The indictments of Ronnie Helms, 30, of Acworth, Georgia, and Braden Foley, 28, of Olympia, Washington, are part of an investigation into the international trafficking of powdered fentanyl and other synthetic drugs.
A dozen people have been charged in the case, which is called "Operation Denial," which prosecutors say is a reference to both the efforts of law enforcement to deny drugs and the apathy of citizens toward the problem.
Helms and Foley face drug distribution and conspiracy charges and are being brought to North Dakota, U.S. Attorney Christopher Myers said. Court documents do not list attorneys for the two men. Neil Fulton, head of the federal public defender's office for the Dakotas, said early Friday that his office had not yet been made aware of the indictments.
The investigation into the trafficking ring began with the overdose death in January of Bailey Henke, 18, of Grand Forks. There have been a total of 12 victims, four of whom died and eight who suffered serious injury due to overdoses, Myers said. Court documents indicate the victims were in North Dakota, North Carolina and Oregon.
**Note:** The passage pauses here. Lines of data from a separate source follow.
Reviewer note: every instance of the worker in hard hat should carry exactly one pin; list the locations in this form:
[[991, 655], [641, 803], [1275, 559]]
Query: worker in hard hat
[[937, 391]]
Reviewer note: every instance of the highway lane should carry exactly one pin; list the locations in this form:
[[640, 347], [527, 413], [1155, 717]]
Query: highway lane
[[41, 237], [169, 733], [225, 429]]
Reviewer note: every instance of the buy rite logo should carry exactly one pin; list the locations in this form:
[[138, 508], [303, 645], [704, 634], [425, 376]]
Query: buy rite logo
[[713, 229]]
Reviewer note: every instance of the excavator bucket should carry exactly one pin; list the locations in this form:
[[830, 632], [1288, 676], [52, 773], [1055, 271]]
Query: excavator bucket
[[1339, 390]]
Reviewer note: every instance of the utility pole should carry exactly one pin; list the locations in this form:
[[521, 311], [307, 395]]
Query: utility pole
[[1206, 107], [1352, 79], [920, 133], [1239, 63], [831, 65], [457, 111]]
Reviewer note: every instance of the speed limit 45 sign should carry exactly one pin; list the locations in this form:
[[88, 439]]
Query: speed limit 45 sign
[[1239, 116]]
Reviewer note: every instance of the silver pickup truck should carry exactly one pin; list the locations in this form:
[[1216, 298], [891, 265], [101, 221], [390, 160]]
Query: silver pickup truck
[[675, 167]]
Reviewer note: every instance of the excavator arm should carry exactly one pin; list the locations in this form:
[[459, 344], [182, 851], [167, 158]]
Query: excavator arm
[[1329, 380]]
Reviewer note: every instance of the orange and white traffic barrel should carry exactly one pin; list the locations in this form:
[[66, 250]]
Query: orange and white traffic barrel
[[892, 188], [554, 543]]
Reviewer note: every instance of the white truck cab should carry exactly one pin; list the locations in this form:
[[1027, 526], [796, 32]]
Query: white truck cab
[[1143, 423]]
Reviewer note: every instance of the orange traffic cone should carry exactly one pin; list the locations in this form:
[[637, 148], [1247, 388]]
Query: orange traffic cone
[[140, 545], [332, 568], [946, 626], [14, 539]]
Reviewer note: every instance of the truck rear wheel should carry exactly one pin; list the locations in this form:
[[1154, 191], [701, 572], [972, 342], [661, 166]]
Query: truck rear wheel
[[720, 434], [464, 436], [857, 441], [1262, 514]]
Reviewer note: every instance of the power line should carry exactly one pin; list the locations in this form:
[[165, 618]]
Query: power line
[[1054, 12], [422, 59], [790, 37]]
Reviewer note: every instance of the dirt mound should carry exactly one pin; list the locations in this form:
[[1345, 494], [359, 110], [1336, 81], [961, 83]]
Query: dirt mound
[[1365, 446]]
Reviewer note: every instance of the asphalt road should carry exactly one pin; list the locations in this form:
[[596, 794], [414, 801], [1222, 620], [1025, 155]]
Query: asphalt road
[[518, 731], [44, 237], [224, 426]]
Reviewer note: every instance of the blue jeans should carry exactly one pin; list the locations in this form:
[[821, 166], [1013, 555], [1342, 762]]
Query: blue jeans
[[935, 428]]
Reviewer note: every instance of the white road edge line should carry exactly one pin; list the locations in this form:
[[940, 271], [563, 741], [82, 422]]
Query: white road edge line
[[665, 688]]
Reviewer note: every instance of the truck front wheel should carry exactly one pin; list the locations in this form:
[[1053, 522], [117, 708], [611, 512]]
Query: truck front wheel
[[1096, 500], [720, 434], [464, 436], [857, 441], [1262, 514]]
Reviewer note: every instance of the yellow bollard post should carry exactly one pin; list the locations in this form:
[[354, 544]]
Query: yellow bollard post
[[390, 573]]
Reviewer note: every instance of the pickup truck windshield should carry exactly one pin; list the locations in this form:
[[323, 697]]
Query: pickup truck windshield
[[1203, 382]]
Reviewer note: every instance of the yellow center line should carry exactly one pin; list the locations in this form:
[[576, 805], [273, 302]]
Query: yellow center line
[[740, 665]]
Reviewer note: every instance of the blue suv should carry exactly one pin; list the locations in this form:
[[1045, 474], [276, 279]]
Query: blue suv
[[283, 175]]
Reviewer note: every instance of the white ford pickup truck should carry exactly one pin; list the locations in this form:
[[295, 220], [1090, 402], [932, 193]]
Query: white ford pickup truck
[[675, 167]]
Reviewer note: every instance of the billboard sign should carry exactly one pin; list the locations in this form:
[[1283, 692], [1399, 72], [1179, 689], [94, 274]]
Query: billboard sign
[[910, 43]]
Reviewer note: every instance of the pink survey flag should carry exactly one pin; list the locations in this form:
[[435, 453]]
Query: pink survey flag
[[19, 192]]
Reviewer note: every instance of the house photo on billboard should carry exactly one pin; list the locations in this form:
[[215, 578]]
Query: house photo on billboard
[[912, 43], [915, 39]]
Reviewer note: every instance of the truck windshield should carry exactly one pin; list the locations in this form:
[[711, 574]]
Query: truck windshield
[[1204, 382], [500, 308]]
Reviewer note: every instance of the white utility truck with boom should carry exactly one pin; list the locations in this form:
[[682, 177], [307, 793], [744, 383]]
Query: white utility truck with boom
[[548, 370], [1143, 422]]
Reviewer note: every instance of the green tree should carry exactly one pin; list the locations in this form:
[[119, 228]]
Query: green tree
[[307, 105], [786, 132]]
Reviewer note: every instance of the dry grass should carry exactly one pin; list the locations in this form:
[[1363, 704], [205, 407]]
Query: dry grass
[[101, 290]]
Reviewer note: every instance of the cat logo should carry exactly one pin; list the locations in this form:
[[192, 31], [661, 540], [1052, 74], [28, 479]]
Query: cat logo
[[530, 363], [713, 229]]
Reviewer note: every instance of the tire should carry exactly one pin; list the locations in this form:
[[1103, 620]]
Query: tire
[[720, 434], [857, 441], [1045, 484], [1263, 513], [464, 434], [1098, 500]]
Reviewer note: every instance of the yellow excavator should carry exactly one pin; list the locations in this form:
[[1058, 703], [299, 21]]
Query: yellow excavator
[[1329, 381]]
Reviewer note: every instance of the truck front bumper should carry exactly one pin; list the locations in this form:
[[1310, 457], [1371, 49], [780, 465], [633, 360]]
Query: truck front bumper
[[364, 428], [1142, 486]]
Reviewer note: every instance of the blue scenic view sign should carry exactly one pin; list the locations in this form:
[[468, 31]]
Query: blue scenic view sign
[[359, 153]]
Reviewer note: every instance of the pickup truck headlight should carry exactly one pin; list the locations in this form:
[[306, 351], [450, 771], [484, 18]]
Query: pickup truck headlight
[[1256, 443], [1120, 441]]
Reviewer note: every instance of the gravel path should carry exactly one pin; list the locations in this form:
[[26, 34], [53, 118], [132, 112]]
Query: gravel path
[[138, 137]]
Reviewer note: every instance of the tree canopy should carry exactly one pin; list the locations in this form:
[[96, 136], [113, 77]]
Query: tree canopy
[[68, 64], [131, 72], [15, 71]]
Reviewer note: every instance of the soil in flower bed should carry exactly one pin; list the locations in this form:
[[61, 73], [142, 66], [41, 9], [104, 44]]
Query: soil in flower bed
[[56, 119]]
"Co-conspirators arranged to obtain controlled substances from outside the United States, including, but not limited to, Canada and China," the indictment against Helms and Foley said. "These controlled substances were then distributed across the United States."
Myers said in a statement that the "national and international" investigation is ongoing and includes U.S. Homeland Security, local and state authorities in both North Dakota and Oregon, and the Royal Canadian Mounted Police. Authorities allege that the drug ring involves a Colombian man who trafficked the drugs while serving a prison stint in Canada.
Another person charged in the case is Brandon Hubbard, 40, of Portland, Oregon, who allegedly told authorities he could be the largest fentanyl dealer in the United States. He has pleaded not guilty to five charges, including conspiracy to distribute controlled substances resulting in death.